I am also admiring my kids, who both started at a new school this year. It’s not been entirely plain sailing, but they’re both doing all those hard things that stand you in good stead later in life, as well as in the here and now: making new friends, finding their way in unfamiliar territory, remembering (after a long summer) how to be punctual, showing up to things they’ve signed up for, speaking up for themselves when they need to. I’m struck by their courage, their tenacity, their humour. It was truly gratifying to see their care for each other after their first day, checking in and making sure their sister had survived their first day before regaling me with tales of what they’d experienced. And I’m grateful — beyond measure — that after four years at separate schools, they are finally together again.

And finally, we find ourselves at doing! We’ve been doing so much, but the standout highlight would have to be our New Zealand road trip. We flew into Auckland, and drove — via Hobbiton, of course — to Rotorua in all its (stinky) geothermal glory, then onto Napier before heading down to see very dear friends who have made their home in Wellington, at the tip of the North Island. A particularly exciting moment for Marvel Girl was watching her godfather flying a plane out of his “office”, Wellington airport: she had requested he do a barrel roll but apparently such aerobatics are frowned upon on domestic flights, so we settled for seeing him take off instead. We might even have cheered.

From Wellington we made our way across to the South Island via the Interislander Ferry to Kaikoura, saw hundreds of seals including about fifty pups at O’hau, then made our way via Christchurch to Aoraki (Mt Cook). There we were blown away by mountain views, icebergs and glaciers, and even swam in the very cold but still refreshing Lake Pukaki. We finally wended our way to Queenstown, made a magical day trip to Milford Sound and saw a bunch of bottlenosed dolphins put on quite a show, before finishing up with a hair-raising jetboat ride on the Shotover River.

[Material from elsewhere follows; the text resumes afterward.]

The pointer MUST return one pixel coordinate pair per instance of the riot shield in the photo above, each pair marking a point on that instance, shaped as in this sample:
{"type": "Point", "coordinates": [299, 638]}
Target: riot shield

We flew home tired but happy, pleased with all we’d been able to do and see but also glad to be back in our new house.

So there you have it, folks: the inaugural edition of the THREAD, which I hope you’ve enjoyed.

I’d love to know what you’ve been getting up to over the summer and how life is treating you now school is back in session for another year. I’d also appreciate any thoughts you have on tall kids and how to manage being a parent (I’ve just about given up trying to “manage” the tall kids at this point, but I think that’s also kind of the point at this stage in their development?!), or anything else that has got your brain turning over lately. And feel free, as always, to use the comments for recommendations for any music, books or recipes you’re into as well.